CWR: How does your Catholic faith motivate you
in speaking out on behalf of the unborn?
George: I am
Catholic. Of course, one needn’t be a Catholic or Christian of any kind or even
a religious believer to understand that abortion is a grave injustice and a
violation of human rights. Still, I’m proud that the Church has been, from the
beginning of the debate about abortion, outspoken in its proclamation of the
profound, inherent, and equal dignity of each and every member of the human
family, beginning with the precious child in the womb. The Catholic bishops in
particular deserve commendation for their strong and consistent pro-life
witness. They deserve commendation, too, for their willingness to join hands
and work together with our brothers and sisters of other traditions (Eastern
Orthodox, Evangelical Protestants, traditional Anglicans, LDS, Orthodox Jews)
in the cause of the unborn child.
For those of us who are believing
Christians and Jews, there is a special reason to respect the life and dignity
of every human being, for we believe that each one is a creature fashioned in
the very image and likeness of God.

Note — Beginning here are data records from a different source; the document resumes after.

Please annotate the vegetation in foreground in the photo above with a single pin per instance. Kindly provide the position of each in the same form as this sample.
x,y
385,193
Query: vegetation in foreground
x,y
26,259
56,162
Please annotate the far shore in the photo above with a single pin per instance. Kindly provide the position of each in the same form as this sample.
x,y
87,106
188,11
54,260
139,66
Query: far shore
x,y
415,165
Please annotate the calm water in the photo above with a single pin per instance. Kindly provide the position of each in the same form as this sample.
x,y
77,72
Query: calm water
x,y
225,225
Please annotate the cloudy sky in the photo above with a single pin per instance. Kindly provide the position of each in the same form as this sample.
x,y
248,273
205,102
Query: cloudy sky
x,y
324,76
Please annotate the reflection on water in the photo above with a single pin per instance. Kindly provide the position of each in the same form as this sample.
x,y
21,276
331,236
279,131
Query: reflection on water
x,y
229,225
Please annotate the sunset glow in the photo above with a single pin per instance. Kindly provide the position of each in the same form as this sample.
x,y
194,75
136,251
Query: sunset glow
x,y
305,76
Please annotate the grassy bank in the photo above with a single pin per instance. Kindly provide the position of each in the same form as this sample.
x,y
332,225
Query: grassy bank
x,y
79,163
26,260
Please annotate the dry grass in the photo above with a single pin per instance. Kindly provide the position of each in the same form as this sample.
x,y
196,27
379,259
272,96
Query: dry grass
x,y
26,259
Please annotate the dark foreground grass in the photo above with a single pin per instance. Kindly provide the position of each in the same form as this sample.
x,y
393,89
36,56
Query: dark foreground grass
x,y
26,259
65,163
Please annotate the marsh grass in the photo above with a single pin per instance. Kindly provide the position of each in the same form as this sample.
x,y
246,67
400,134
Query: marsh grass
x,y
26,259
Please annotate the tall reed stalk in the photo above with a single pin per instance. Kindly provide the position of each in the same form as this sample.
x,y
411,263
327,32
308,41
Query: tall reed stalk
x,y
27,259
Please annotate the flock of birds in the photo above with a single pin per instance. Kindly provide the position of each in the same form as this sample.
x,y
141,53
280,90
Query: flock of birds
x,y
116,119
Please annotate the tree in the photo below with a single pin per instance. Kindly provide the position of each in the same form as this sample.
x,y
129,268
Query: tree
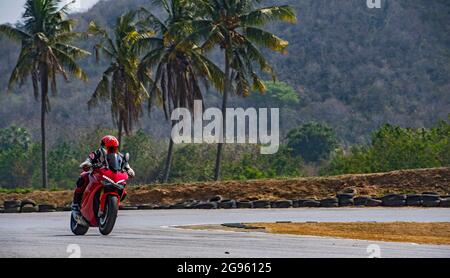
x,y
45,36
14,136
120,83
233,25
180,65
312,141
278,94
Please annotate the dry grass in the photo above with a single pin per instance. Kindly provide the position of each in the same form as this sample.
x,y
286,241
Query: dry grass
x,y
425,233
405,181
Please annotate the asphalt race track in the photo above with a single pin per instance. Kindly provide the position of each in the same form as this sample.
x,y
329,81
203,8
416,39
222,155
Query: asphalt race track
x,y
150,233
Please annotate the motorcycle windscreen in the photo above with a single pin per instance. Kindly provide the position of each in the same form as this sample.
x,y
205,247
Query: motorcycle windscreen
x,y
114,161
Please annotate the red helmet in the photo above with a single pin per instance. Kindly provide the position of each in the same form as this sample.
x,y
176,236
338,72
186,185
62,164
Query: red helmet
x,y
110,143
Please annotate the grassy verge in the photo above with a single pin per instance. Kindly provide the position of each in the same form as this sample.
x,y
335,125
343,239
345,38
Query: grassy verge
x,y
424,233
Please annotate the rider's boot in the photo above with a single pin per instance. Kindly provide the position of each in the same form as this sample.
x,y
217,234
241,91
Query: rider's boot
x,y
76,203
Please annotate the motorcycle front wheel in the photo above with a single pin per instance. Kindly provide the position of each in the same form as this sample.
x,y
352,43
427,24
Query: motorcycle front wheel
x,y
108,219
76,228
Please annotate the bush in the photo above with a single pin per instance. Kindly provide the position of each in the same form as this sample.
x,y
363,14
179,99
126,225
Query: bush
x,y
395,148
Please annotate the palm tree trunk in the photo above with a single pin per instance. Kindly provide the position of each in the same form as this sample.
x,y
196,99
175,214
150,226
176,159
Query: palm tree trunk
x,y
44,91
119,131
168,162
169,159
224,109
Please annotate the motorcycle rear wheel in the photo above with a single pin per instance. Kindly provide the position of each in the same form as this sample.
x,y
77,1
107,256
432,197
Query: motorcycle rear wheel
x,y
76,228
108,219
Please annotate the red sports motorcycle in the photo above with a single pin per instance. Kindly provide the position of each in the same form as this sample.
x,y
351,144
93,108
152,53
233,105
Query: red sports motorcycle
x,y
102,197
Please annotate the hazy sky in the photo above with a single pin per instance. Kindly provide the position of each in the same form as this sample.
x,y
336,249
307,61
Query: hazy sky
x,y
11,10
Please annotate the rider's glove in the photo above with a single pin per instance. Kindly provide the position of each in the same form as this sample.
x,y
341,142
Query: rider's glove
x,y
86,165
130,172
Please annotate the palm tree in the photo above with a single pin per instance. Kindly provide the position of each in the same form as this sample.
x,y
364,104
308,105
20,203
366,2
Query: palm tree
x,y
179,63
234,26
120,83
45,35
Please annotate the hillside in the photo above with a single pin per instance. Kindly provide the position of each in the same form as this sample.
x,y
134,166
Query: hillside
x,y
353,67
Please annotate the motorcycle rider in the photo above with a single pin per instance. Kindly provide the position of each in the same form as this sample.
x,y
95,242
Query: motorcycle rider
x,y
109,146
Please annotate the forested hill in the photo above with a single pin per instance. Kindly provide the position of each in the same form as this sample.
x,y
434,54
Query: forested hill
x,y
353,67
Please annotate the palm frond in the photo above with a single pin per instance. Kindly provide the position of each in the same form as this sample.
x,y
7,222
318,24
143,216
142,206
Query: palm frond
x,y
264,15
265,39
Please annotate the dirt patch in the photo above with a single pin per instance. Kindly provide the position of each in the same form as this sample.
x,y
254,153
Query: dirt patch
x,y
405,181
424,233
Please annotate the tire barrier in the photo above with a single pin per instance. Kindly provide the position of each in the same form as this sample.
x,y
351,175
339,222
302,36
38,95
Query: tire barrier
x,y
394,200
145,206
329,202
430,200
311,204
11,206
190,204
414,200
300,202
371,202
177,206
360,201
426,199
445,203
47,208
261,204
216,198
64,208
128,207
281,204
206,205
243,204
345,199
227,204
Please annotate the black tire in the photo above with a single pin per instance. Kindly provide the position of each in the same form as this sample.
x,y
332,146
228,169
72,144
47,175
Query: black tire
x,y
108,219
76,228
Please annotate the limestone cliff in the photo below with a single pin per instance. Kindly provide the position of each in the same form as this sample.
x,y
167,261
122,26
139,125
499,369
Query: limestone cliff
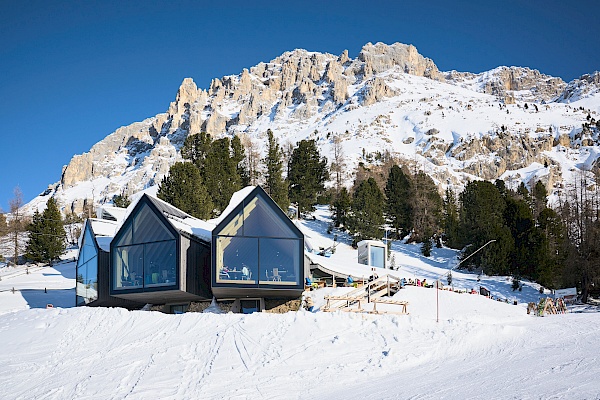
x,y
456,125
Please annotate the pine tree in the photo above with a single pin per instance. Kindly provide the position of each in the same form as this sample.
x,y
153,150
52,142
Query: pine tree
x,y
183,189
398,206
341,207
366,220
195,148
481,220
338,164
17,225
3,225
519,219
238,157
221,176
275,185
426,248
307,175
46,235
540,198
426,207
450,217
121,200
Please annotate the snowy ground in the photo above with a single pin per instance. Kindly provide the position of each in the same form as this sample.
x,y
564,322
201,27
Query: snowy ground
x,y
480,348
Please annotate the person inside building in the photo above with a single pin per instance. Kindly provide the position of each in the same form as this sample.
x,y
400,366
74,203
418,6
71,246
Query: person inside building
x,y
310,305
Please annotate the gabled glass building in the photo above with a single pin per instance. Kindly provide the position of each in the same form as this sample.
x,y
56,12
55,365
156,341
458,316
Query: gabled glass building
x,y
154,260
161,255
90,256
257,251
92,269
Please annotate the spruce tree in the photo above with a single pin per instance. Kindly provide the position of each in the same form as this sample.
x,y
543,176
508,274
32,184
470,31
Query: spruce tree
x,y
398,207
183,189
450,217
220,175
307,175
426,207
366,220
540,198
46,235
195,148
238,157
481,220
341,207
121,200
519,219
275,185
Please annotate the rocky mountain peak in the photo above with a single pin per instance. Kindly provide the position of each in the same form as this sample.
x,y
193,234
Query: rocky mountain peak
x,y
381,57
378,101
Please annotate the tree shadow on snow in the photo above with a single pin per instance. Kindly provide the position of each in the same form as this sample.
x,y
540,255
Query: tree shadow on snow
x,y
40,298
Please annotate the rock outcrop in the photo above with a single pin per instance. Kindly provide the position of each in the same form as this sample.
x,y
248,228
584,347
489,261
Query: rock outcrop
x,y
309,91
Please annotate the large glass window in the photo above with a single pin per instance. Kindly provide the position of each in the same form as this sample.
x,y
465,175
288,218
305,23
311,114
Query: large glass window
x,y
262,220
145,255
257,246
160,263
237,260
87,271
279,259
377,256
129,267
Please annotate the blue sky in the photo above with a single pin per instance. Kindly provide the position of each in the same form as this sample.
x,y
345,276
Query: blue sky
x,y
73,72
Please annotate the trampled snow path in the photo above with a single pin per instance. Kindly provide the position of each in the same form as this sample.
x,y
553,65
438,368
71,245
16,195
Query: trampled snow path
x,y
116,354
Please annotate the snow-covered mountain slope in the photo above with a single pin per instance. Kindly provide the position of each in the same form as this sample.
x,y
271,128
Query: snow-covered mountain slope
x,y
512,123
480,348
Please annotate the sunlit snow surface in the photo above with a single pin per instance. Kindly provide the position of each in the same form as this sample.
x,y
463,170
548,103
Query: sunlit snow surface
x,y
480,348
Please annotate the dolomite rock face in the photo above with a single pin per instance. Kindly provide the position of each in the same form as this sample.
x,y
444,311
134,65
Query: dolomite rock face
x,y
586,85
504,82
302,91
380,57
377,91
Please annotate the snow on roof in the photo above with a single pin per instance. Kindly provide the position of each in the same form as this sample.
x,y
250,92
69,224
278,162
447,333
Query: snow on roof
x,y
184,222
118,213
236,199
103,227
103,230
104,242
371,242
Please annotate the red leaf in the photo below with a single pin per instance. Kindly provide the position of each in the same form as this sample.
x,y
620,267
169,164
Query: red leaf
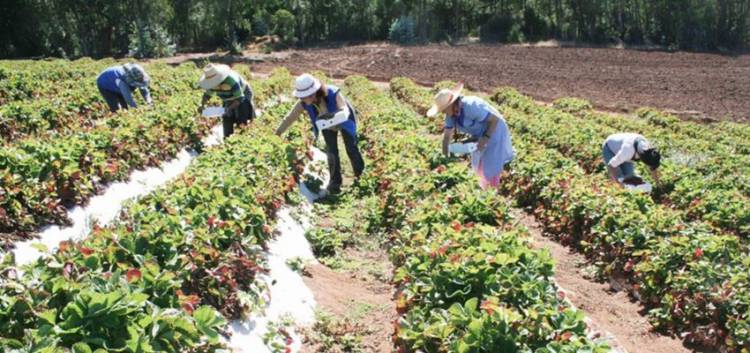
x,y
64,246
629,265
133,275
68,269
85,251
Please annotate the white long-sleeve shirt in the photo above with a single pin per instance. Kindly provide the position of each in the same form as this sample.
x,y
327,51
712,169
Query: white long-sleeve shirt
x,y
624,147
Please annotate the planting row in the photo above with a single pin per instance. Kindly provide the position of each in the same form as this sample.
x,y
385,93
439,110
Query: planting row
x,y
467,278
42,177
694,278
169,272
714,196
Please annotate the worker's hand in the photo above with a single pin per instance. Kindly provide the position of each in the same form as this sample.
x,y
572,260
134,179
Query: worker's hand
x,y
483,143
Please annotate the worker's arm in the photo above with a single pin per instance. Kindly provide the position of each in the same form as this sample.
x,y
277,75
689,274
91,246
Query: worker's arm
x,y
126,93
146,94
204,100
612,173
625,154
655,175
447,138
291,117
492,121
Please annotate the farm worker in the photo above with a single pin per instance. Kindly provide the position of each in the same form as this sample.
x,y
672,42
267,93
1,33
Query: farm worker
x,y
620,150
474,116
319,100
234,91
116,84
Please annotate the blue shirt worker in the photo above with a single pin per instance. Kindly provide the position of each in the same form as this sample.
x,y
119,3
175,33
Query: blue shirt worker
x,y
116,85
475,117
325,102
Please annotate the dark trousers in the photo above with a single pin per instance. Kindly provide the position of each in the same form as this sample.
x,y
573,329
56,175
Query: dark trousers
x,y
114,100
241,115
334,161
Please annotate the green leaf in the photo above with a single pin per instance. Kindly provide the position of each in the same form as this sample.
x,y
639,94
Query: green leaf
x,y
81,347
40,247
208,320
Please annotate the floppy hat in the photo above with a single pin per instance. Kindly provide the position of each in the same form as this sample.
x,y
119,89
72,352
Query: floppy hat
x,y
445,98
213,75
306,85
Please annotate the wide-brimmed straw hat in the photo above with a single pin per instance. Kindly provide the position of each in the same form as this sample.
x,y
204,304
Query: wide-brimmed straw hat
x,y
306,85
444,99
213,75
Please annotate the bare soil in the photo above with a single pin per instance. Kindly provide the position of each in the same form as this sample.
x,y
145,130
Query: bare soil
x,y
358,298
696,85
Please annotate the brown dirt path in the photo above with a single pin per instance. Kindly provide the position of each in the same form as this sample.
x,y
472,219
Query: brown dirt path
x,y
363,300
693,84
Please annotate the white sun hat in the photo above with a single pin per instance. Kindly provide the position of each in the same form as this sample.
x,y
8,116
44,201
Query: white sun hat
x,y
444,99
306,85
213,75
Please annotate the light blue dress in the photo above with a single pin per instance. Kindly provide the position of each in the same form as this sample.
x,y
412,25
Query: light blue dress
x,y
473,120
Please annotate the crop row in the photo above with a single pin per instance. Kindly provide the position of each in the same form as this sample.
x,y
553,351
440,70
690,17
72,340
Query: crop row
x,y
694,278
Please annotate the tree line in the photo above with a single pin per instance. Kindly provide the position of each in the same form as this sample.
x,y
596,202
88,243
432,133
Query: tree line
x,y
148,28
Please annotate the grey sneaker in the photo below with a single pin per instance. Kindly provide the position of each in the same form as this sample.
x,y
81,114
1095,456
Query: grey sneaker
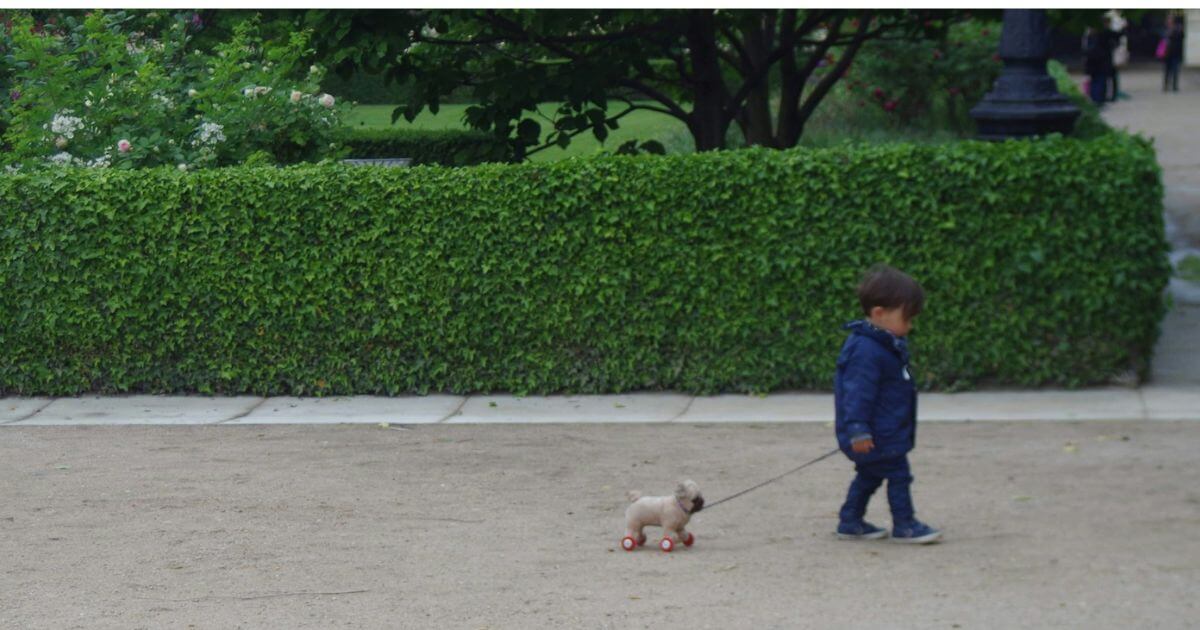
x,y
915,533
859,531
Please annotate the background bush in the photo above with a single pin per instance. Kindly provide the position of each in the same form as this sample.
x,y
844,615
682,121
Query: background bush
x,y
97,91
717,271
450,148
1089,124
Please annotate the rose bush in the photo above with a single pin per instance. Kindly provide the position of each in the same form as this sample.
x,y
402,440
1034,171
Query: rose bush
x,y
106,90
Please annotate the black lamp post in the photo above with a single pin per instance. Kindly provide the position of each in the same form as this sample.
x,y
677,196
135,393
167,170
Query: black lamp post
x,y
1024,102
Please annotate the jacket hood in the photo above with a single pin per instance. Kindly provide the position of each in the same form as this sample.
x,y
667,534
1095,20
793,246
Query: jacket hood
x,y
897,345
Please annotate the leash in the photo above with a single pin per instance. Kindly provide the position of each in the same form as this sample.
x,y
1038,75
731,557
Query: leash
x,y
711,505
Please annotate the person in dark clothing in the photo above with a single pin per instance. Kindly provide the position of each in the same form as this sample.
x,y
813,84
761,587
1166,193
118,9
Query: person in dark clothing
x,y
875,407
1115,29
1174,58
1098,64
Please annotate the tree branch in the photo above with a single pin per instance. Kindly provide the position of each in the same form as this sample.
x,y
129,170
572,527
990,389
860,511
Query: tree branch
x,y
832,77
673,108
787,43
579,131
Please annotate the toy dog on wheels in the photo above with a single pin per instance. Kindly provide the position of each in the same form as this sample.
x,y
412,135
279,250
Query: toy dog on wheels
x,y
669,513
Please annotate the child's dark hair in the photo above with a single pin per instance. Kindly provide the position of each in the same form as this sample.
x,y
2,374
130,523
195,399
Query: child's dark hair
x,y
891,288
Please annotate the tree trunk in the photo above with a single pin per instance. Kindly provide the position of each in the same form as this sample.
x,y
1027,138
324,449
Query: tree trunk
x,y
707,121
759,37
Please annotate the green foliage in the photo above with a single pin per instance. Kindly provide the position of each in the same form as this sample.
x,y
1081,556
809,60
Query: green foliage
x,y
94,91
450,148
911,79
703,273
1089,124
1189,268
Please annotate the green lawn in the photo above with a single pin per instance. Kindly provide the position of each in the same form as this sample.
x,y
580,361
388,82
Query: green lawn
x,y
640,125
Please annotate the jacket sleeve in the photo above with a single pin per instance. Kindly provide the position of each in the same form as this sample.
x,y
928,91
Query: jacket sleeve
x,y
862,387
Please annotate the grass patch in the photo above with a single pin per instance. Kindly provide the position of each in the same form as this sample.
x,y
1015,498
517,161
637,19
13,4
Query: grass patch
x,y
1189,269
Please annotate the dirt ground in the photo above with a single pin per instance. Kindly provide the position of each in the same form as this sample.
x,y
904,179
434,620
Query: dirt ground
x,y
1087,525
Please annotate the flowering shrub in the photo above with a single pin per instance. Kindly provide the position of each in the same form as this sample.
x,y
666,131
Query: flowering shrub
x,y
95,93
912,78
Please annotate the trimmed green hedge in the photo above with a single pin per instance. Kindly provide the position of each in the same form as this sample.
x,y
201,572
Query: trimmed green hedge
x,y
726,271
448,148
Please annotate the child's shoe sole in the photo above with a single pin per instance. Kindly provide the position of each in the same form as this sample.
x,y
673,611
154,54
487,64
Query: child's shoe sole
x,y
918,540
873,535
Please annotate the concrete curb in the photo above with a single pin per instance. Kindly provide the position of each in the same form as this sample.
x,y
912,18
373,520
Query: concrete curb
x,y
1151,402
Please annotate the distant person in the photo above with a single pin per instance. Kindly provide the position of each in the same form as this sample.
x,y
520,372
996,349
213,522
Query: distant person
x,y
875,401
1116,34
1173,54
1097,64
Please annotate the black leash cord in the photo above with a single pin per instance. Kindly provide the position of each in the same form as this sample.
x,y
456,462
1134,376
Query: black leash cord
x,y
711,505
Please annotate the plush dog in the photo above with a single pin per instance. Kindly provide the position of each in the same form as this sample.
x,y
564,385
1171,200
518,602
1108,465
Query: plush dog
x,y
669,513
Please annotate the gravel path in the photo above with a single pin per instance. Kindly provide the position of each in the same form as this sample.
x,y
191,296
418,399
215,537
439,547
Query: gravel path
x,y
1051,525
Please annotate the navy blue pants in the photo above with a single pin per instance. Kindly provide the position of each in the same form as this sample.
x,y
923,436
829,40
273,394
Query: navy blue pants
x,y
869,479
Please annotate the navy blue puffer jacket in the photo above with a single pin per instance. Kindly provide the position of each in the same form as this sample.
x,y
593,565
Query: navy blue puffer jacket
x,y
874,394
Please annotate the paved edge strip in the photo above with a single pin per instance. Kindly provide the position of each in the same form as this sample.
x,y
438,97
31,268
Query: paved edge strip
x,y
455,412
30,415
244,414
685,409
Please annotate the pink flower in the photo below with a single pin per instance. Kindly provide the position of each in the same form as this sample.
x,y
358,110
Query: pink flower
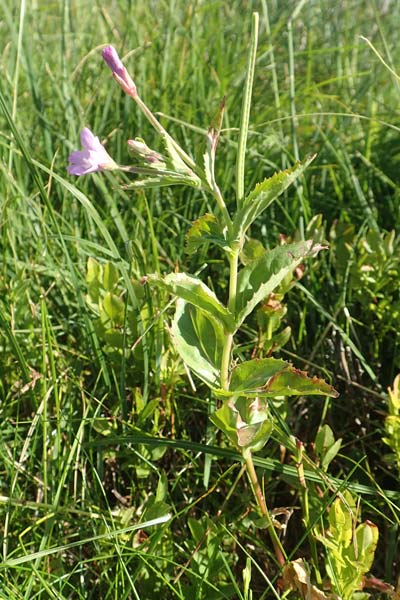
x,y
93,158
119,72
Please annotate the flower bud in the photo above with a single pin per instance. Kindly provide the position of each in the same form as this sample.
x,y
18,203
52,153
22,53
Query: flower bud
x,y
119,72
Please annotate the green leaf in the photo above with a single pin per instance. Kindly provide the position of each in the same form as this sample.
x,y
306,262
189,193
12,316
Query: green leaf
x,y
110,276
260,278
114,308
93,270
363,552
205,230
269,377
247,424
163,180
196,292
326,447
264,194
341,517
199,340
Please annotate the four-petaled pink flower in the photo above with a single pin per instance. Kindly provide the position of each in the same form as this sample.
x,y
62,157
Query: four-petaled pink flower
x,y
119,72
92,158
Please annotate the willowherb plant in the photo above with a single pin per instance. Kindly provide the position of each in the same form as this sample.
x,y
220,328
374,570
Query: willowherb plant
x,y
204,327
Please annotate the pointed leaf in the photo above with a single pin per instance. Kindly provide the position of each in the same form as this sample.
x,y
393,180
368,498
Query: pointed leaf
x,y
261,277
199,339
205,230
270,377
264,194
196,292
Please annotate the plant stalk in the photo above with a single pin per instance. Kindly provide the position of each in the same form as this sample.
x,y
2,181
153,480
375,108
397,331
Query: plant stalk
x,y
251,472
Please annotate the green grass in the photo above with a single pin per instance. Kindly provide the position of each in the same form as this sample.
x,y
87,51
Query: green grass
x,y
95,446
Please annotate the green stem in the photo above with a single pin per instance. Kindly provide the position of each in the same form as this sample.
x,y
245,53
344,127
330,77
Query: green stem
x,y
157,125
245,116
251,472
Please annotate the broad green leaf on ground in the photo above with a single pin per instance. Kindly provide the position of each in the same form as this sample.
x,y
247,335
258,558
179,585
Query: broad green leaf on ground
x,y
205,230
269,377
264,194
260,278
196,292
199,340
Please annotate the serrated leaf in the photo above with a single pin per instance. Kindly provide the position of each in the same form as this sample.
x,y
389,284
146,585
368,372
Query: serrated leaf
x,y
269,377
260,278
196,292
110,276
205,230
199,340
264,194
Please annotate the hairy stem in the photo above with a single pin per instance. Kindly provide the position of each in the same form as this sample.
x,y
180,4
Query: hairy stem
x,y
227,350
251,472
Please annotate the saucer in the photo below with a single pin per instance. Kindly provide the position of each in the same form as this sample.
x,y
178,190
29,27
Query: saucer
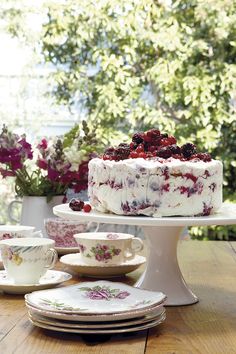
x,y
1,263
66,250
75,263
49,280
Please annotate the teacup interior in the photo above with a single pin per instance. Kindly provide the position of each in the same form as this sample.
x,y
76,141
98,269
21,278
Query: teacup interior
x,y
16,228
103,236
28,242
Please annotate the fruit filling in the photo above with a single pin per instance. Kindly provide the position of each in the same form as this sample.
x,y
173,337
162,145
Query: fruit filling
x,y
154,144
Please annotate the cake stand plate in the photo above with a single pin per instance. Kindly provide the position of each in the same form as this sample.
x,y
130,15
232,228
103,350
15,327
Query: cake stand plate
x,y
162,272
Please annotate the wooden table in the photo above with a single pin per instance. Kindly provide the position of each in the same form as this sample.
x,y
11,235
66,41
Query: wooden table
x,y
209,267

Each is of inestimable worth. None is
inherently superior or inferior to any other. All must be, in the words of my
late and very great friend Father Richard John Neuhaus, “protected by law and
welcomed in life.”
CWR: If I were to go out publicly and defend the
pro-life position, how would you advise me to present the issue?
George: The
pro-life position should be presented as exactly what it is: a matter of
justice and fundamental human rights. Religions, such as Catholicism, rightly
teach that abortion is a grave moral evil, but the question is not
fundamentally a matter of religious doctrine. Like slavery, it is a matter
of natural justice. The governing principle of political morality is the
principle of the equal protection of the laws. To uphold that principle and
insist on it in our political practice is not to “impose religious dogma,” it
is to fulfill our basic moral obligations as a society dedicated to “liberty
and justice for all.”
For a political order to
withdraw the law’s protections from any class of human beings for any reason
(race, sex, ethnicity, age, size, stage of development, condition of dependency,
or whatever) is to commit a grave injustice against them. That’s what
Roe v. Wade did. For us, as Americans,
Roe is not just bad constitutional law,
it is a betrayal of a hard-won constitutional principle. That is why
Roe must be overturned and why we must
fight in the domain of politics, and not merely in the domain of culture
(though there, too), for the protection of unborn members of the human family.